Moreover, despite potentially agreeing with his conclusion, I am not sure about Friedman’s logic. For one, the either/or dichotomy implicit in Friedman’s article ignores the potential interdependencies between an Earth Day strategy and an Earth Race strategy. If anything, I suspect the Earth Race strategy is best understood as an emergent response to the growing prominence (political and otherwise) of the Earth Day strategy. Having said that, I would not go so far as to suggest that an Earth Race was either an inevitable response or even the only possible response to the Earth Day strategy. Further, it is difficult to imagine the Earth Race strategy having any traction were it not for the forty years of effort put into the Earth Day strategy. In fact, it is not entirely clear that the Earth Race strategy has sufficient traction to sustain itself.

Additionally, it is ironic that Friedman’s proposed solution — “the Market” — is only viable when “shaped by regulations and incentives.” I am not troubled by these conditions. If anything, I see them as acknowledgment(whether intended or not) that markets are social constructions.

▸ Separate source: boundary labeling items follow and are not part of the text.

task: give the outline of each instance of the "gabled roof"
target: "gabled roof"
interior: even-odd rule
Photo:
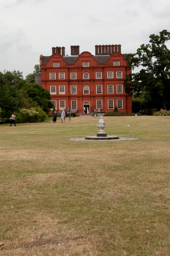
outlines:
[[[127,54],[122,54],[123,58],[124,60],[126,59],[126,57]],[[67,65],[74,65],[76,61],[78,60],[78,56],[64,56],[63,57],[63,60],[66,62]],[[110,55],[95,55],[93,57],[94,60],[96,60],[99,65],[104,65],[106,64],[110,58]],[[46,63],[50,60],[50,56],[43,56],[42,58],[42,65],[45,66]]]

As a result, markets are not inherently capable of solving social problems. “Greed is good” (or bad) only if and when human institutions make it so. “Successful” markets require every bit as much explanation as market failures. However, if Friedman’s conditions are also intended to signal the possibility of intentionally designing a “perfect” (i.e., rational) carbon market, then we should be concerned. As social constructions markets are not inherently rational.

Finally, my biggest concern involves Friedman’s comparison between the Earth Race strategy and the Space Race, in which “two countries competed” to “be the first to put a man on the moon.” While a potentially interesting analogy, apart from sharing the word “race” it is unclear to me what the two scenarios have in common. In particular, it is not clear how (if at all) market dynamics played a role in the space race — either in the United States or (especially) in the Soviet Union.  Instead, if there is a parallel between the space race and climate change, it seems to me the lesson is that creating public goods may require massive government investments in technologies, and protection from market dynamics.

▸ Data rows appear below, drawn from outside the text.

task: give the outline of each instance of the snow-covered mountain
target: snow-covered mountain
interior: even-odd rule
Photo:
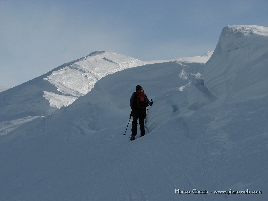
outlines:
[[[0,86],[0,92],[5,91],[10,88],[11,87],[7,86]]]
[[[34,117],[47,115],[71,104],[104,76],[144,64],[130,57],[98,51],[3,91],[0,94],[0,135]]]
[[[196,56],[190,57],[178,57],[171,59],[162,59],[152,61],[147,61],[146,63],[148,64],[158,63],[162,62],[167,62],[169,61],[188,61],[198,63],[206,63],[210,58],[214,52],[214,50],[208,51],[205,55],[203,56]]]
[[[97,51],[7,90],[0,94],[0,135],[68,106],[106,75],[147,63],[130,57]]]
[[[267,29],[225,27],[205,64],[117,72],[72,104],[0,136],[1,198],[267,200]],[[154,103],[146,135],[130,141],[123,133],[138,84]]]

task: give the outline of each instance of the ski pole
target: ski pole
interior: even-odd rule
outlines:
[[[127,127],[128,126],[128,124],[129,124],[129,122],[130,122],[130,119],[131,119],[131,116],[132,116],[132,110],[131,110],[131,112],[130,113],[130,116],[129,116],[129,121],[128,121],[128,123],[127,124],[127,128],[126,129],[126,131],[125,131],[125,133],[123,134],[123,135],[124,136],[124,137],[125,136],[125,135],[126,135],[126,132],[127,132]]]

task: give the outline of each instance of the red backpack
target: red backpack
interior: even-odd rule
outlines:
[[[141,109],[145,109],[148,104],[144,91],[140,90],[138,91],[136,93],[138,107]]]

In short, I find Friedman’s latest article thought provoking. His contrast between Earth Day and Earth Race strategies provides a compact way of thinking about alternative approaches to a complex problem. And yet, while inclined to support his conclusion that we need a carbon market, if anything, such a policy seems entirely inconsistent with the lessons of the space race. It would not be inaccurate to describe the space race as dependent on a singular enemy, driven by an appeal to nationalistic fervor, and indebted to massive governmental investments in the industrial-military complex.

In other words, if Friedman is right, if what we need is an Earth Race strategy, and if the Earth Race is like the Space Race, then it seems the last thing we need is a carbon market. Instead, what we need is an enemy, more nationalism and massive spending. However, in the case of climate change, the problem is that we have seen the enemy. The enemy is us. “Them” in this case is “Us.” Pushed in this direction, an Earth Race strategy suggests annihilation is victory. If that is the case, there can be no winner in the Earth Race. Thus, I am inclined to think that solving climate change is probably not at all like putting a man on the moon. And considering the moon walk remains an enigma, perhaps that’s not such a bad thing.

But then, to what shall we liken climate change?